In considerazione dei principi richiamati e degli elementi a disposizione della Corte, deve ritenersi che l’errore denunciato, se esistente, non è decisivo, perché non può dirsi che abbia condotto ad una pronunzia diversa da quella che sarebbe stata adottata se esso non si fosse verificato.
Invero, in disparte dalla configurabilità di un errore sul significato della censura, posto che lo stesso, per come denunciato in questa sede, è desunto solo indirettamente, in ragione del richiamo effettuato dall’ordinanza impugnata ad un principio giurisprudenziale enunciato dalla giurisprudenza in relazione ad altra fattispecie normativa, occorre rilevare che la medesima ordinanza impugnata espone anche una ulteriore ed autosufficiente ragione determinativa dell’inammissibilità del ricorso, fondata sulla superfluità dell’acquisizione istruttoria richiesta, e pienamente coerente con i principi giurisprudenziali in tema di poteri del giudice di appello sulle istanze di ammissione di prove nuove ex art. 603, comma 2, cod. proc. pen.
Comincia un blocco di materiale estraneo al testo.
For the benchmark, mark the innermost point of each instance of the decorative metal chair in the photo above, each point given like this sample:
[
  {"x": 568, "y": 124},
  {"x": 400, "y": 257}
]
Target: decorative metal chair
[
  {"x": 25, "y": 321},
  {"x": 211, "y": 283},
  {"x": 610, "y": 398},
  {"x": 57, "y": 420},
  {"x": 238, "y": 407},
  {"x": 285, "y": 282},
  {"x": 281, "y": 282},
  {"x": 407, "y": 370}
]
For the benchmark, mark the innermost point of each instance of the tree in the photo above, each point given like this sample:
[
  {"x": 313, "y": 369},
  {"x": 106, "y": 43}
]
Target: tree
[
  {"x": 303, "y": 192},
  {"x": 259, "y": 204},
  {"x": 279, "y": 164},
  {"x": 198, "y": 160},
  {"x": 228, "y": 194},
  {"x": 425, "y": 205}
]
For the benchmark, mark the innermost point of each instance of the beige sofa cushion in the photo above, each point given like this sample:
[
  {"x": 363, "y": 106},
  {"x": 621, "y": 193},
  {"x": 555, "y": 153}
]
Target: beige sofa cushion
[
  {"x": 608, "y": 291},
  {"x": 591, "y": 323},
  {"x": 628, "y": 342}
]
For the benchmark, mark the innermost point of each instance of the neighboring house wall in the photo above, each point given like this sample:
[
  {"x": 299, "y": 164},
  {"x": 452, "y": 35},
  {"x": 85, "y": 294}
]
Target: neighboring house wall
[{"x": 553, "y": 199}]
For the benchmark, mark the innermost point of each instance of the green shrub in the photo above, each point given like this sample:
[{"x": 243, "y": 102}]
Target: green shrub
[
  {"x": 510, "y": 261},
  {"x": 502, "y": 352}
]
Alla dichiarazione di inammissibilità del ricorso segue la condanna del ricorrente al pagamento delle spese processuali, nonché – ravvisandosi profili di colpa nella determinazione della causa di inammissibilità – al versamento a favore della cassa delle ammende, della somma di euro tremila, così equitativamente fissata in ragione dei motivi dedotti.
P.Q.M.
Dichiara inammissibile il ricorso e condanna il ricorrente al pagamento delle spese processuali e della somma di euro tremila in favore della cassa delle ammende.